Through my work on the National Resources Sector Employment Taskforce, I’ve seen first hand the looming skills challenge before us. There are more than 70 projects that will need in the vicinity of 80,000 jobs during the construction phase. And this call for skilled labour will have flow-on effects right through the economy.
It comes at the same time that we have a changing distribution of those participating in the labour market. The Intergenerational Report has spelled out the stark challenge.
And make no mistake—we have no choice on this. Between now and 2050, people aged 65 to 84 years will more than double. And the number of people aged 85 and over will more than quadruple. By 2050, there will be only 2.7 people of working age for every person aged 65 and over.
Today there are five. That’s a challenge.
Add to that the resources boom, climate change and health reform and you can see why it’s critical to lift productivity to meet these costs. We certainly have our work cut out for us.
Moreover, productivity has slowed over the past decade. Average annual labour productivity growth fell from 2.1 per cent in the 1990s, to 1.4 per cent in this decade.
So by investing in skills we don’t just replace those skilled baby boomers bowing out to a well earned retirement, we also expand the pool of skilled younger Australians. These are the ones who will help our businesses and industries build productivity growth.
It’s imperative that all players with a stake in skills keep the wheels of the training system moving – and that we adapt our approach to match the demands of the economy.

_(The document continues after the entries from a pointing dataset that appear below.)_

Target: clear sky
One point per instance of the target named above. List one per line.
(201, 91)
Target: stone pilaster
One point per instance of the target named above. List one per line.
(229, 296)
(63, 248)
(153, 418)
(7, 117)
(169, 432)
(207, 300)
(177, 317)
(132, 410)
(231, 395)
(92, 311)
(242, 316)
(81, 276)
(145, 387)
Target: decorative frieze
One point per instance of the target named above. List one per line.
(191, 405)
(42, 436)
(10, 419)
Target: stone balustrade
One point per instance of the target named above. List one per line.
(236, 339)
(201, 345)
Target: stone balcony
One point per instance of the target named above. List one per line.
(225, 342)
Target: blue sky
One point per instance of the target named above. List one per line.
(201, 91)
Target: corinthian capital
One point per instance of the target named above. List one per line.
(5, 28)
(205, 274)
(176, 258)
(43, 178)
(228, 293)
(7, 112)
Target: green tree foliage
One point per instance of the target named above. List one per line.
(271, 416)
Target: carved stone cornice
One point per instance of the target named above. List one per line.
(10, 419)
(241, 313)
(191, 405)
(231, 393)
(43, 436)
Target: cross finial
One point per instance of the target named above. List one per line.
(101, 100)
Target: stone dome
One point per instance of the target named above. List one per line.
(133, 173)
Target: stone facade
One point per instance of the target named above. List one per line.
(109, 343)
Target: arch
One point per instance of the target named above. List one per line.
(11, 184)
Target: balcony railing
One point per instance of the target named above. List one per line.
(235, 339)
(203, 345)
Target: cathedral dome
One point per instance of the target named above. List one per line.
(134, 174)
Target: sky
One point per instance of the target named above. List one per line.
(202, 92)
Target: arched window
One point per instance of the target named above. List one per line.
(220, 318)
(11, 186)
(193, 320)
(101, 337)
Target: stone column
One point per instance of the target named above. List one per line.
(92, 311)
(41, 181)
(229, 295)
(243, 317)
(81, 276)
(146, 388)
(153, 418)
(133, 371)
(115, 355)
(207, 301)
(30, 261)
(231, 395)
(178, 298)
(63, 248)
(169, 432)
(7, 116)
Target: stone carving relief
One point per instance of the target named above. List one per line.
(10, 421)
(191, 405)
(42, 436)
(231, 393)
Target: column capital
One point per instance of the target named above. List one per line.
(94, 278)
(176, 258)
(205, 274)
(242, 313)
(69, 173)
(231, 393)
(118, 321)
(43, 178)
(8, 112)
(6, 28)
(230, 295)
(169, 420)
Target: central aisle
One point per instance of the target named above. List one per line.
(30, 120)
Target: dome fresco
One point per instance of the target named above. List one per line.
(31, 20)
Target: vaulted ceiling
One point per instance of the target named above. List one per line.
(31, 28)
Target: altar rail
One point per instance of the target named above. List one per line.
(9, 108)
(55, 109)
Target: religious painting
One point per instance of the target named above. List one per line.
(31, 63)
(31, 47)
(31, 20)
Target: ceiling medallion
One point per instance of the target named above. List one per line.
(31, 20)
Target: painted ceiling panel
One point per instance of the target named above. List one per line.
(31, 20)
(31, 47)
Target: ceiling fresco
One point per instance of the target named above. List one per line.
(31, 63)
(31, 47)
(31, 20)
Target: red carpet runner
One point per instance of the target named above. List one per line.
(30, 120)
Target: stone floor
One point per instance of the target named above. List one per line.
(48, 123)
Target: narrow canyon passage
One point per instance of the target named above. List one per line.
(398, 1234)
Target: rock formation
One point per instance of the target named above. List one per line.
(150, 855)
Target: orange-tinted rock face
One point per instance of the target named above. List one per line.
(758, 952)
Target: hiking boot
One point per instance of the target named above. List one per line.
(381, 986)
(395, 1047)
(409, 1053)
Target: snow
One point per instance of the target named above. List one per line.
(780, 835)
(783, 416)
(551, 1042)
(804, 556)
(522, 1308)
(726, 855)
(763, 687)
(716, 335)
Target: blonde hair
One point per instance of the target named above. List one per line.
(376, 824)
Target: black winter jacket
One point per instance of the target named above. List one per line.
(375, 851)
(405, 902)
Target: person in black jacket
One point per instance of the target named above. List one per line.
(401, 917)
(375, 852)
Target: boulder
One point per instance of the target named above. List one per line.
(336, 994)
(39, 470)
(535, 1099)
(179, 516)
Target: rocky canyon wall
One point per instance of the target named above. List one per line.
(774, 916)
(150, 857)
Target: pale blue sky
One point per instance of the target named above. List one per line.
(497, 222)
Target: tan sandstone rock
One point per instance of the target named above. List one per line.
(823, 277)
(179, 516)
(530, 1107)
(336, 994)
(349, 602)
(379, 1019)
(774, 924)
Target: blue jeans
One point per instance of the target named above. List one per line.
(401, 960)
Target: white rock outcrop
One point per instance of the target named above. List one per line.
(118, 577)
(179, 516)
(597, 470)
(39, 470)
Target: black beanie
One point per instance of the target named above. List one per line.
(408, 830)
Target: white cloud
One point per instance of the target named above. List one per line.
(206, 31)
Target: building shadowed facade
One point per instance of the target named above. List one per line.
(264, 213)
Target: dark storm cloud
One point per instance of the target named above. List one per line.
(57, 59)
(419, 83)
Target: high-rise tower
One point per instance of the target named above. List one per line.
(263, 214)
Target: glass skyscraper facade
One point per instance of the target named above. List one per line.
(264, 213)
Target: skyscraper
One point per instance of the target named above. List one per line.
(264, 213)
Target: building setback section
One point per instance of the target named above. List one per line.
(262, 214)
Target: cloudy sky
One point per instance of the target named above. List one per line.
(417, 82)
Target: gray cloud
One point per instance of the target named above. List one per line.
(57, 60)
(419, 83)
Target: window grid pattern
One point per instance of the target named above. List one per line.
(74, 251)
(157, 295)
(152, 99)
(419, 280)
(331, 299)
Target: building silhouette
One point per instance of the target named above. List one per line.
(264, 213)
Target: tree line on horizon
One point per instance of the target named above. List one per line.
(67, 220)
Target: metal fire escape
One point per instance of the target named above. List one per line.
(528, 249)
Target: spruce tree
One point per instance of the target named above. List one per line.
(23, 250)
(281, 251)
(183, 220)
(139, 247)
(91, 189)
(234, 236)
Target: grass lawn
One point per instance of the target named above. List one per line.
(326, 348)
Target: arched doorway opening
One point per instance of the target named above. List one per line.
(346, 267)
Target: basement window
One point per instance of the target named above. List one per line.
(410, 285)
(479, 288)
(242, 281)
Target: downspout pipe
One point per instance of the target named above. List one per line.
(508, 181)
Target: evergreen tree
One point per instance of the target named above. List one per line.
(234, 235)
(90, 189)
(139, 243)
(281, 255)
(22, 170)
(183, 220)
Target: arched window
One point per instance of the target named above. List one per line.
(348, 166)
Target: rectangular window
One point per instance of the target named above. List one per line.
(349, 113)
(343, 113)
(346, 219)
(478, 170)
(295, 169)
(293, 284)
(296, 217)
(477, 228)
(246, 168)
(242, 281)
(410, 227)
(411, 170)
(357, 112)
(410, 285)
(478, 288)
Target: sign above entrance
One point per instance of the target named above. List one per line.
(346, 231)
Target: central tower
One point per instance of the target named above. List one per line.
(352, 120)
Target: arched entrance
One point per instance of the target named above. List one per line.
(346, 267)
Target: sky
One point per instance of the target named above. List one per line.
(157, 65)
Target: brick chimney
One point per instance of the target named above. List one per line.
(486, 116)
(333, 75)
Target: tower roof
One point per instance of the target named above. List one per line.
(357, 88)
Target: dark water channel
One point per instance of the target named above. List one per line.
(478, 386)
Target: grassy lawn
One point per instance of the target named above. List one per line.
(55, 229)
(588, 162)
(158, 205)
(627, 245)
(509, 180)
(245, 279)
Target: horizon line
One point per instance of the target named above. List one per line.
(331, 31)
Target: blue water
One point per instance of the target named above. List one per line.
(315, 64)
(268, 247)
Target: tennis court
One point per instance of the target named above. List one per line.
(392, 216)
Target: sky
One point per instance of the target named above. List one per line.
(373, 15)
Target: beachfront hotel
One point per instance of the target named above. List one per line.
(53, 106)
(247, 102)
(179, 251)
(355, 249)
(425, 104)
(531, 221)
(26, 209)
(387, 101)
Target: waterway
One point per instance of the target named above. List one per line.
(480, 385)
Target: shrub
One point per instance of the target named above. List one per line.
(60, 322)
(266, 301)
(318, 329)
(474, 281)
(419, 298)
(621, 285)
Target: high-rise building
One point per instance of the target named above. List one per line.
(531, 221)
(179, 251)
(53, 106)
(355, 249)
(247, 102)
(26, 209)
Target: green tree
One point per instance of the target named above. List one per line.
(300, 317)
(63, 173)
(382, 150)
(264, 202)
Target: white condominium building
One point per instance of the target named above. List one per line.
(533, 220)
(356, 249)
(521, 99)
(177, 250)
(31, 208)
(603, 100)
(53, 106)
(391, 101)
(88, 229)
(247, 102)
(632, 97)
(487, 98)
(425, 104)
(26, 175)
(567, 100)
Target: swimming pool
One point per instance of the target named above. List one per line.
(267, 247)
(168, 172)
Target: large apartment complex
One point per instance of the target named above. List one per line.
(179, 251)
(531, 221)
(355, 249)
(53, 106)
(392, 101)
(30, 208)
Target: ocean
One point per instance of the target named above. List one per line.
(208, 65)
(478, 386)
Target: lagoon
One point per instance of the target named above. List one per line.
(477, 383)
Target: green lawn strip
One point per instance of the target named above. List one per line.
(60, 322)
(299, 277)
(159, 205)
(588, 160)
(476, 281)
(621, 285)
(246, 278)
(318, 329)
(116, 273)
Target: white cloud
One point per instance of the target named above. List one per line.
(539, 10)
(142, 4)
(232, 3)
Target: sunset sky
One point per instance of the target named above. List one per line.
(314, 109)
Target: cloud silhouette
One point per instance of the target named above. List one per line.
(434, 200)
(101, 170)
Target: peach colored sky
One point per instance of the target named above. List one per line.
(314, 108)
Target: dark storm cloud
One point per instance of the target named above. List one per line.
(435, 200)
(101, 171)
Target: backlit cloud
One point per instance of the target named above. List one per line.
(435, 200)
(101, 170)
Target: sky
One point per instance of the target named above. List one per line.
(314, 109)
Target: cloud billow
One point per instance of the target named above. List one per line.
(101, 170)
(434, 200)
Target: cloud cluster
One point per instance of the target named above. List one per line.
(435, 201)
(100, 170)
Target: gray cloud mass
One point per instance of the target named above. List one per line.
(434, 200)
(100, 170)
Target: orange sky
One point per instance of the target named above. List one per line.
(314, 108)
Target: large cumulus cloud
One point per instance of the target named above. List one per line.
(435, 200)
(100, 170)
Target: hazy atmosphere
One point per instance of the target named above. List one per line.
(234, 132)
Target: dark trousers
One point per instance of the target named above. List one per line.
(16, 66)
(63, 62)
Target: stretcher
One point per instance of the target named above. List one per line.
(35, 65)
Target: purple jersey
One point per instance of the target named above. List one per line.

This is part of the reason why the Rudd Government set up Skills Australia - to advise us on demand for current, emerging and future workforce skills.
The Skills Australia Report that Robin Shreeve’s team released a few weeks ago –Australian Workforce Futures– had some good advice for government.
Here’s a taste:
- Increase productivity by better mobilising and using skills in workplaces.
- Expand tertiary enrolments so that 62 per cent of employees hold Certificate III or above qualifications by 2015, rising to 70 per cent by 2025, and
- Invest more in special skills needs, especially among Indigenous and disadvantaged learners.
Robin will speak to you tomorrow so I won’t say anymore now – but if you have the time I would strongly encourage everyone here to take a look at their report.
In closing I note that Group Training – like so many active labour market concepts – was pioneered in Australia. Collaboration is at the very heart of the concept. And from where Government sits, our collaboration with Group Training Australia is very valuable indeed.
I thank the group training organisations here, and Group Training Australia, for helping the Government strengthen our vocational education and training system. Your network has the runs on the board when it comes to signing up people into training through Australian Apprenticeships.
I know the Deputy Prime Minister and myself look forward to hearing the ideas and strategies that come out of your discussions today. I wish you a fruitful and – dare I say it – productive conference!